I'm going to put it forward that players like it/want it/ask for it... otherwise it wouldn't be there. If impossible objectives are tossed when drawn (kill my pyskers, I have none) the TOs are fairly balanced and make a ton of fun. It makes the game matter as it goes, instead of late game, last turn, objective grabs (cause that was so more tactical than Malestrom... or wasn't).
As far as superheavies... not many tournaments just let them in carte blanche. ITC format (which many RTTs use) has a list. Only the Lynx might be undercosted there, and even then at the LVO only one made top 8.
I really see the anti-tactical objective, anti- FW, anti- SH crowd as a dying generation of gamers that either are dug in or simply unwilling to evolve their play-style to a new format. I feel like I have much more control over my game's outcome with Malestorm than everything waiting until the last turn and then only very few lists and codicies excel.
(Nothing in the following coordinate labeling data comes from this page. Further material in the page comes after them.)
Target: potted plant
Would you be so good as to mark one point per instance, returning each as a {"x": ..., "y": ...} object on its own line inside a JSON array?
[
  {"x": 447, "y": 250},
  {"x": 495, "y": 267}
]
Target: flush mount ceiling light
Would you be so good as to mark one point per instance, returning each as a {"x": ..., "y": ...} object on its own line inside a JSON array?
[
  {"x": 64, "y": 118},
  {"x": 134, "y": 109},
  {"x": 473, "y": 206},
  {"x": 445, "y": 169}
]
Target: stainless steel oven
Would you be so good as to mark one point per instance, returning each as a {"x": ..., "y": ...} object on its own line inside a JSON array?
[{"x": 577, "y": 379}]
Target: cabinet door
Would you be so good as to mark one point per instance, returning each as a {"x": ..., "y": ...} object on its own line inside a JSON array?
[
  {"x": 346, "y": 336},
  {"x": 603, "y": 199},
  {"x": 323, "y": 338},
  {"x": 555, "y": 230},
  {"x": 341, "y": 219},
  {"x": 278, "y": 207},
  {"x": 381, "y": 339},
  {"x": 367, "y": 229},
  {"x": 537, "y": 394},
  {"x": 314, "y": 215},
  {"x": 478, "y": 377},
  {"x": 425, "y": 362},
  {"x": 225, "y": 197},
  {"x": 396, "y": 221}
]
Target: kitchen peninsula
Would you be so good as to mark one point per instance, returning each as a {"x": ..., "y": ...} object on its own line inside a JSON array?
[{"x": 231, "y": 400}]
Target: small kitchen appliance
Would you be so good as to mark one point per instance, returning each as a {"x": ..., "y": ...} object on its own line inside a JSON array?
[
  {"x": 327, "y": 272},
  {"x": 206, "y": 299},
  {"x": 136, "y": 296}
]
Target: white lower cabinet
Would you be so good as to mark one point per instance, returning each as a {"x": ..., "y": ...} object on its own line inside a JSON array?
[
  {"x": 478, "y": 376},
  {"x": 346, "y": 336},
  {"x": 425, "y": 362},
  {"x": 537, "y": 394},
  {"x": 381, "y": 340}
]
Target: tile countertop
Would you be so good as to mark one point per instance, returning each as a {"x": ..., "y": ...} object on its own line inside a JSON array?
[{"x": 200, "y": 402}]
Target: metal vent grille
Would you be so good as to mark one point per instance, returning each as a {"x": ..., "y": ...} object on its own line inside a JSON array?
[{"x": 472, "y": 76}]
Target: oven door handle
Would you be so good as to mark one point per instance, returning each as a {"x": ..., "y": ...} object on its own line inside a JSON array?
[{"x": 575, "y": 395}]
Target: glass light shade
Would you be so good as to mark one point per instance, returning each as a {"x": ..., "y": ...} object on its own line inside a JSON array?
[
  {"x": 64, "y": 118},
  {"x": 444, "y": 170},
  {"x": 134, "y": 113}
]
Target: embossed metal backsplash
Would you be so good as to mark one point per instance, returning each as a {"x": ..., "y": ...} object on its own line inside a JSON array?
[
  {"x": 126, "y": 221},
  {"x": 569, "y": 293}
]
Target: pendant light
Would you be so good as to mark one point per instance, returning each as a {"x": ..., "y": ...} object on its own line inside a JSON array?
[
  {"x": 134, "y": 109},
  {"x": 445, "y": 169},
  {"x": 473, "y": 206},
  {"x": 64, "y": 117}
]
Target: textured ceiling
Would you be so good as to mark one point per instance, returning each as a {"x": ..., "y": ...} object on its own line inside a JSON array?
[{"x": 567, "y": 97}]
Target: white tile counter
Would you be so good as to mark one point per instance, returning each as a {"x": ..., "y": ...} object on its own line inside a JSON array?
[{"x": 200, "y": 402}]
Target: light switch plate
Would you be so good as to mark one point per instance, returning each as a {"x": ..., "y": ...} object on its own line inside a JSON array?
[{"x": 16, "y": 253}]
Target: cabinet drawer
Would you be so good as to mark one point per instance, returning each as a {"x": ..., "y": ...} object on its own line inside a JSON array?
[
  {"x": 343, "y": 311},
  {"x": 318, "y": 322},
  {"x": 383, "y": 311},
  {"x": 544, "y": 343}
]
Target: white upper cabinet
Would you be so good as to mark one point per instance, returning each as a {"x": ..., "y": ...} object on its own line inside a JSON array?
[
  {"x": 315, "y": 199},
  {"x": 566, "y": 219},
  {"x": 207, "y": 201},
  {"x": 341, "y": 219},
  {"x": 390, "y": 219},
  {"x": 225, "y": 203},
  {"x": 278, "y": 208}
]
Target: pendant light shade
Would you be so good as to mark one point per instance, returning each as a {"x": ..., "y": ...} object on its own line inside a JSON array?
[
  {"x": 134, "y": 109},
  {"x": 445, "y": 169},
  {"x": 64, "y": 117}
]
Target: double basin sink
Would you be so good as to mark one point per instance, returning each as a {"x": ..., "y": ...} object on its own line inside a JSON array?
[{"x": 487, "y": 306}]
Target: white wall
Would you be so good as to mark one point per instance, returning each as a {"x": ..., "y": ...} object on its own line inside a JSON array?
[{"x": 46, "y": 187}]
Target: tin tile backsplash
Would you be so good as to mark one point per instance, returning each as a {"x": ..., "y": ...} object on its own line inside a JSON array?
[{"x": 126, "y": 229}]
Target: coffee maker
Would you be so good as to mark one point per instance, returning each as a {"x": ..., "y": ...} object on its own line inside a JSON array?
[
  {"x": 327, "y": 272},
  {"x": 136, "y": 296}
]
For once I can accrue meaningful, game winning points, each and every turn... not just Warlord, Firstblood and then only the last turn (which is a random element too) matters.
Why is everything riding on a clock and a single dice roll to see which turn is last so more strategic, tactical, and balanced than controllable, incremental, scoring throughout the game that allows both killpoint and objective control lists to excel?
Exalted. You good Sir have a very sound and sensible approach. Bravo.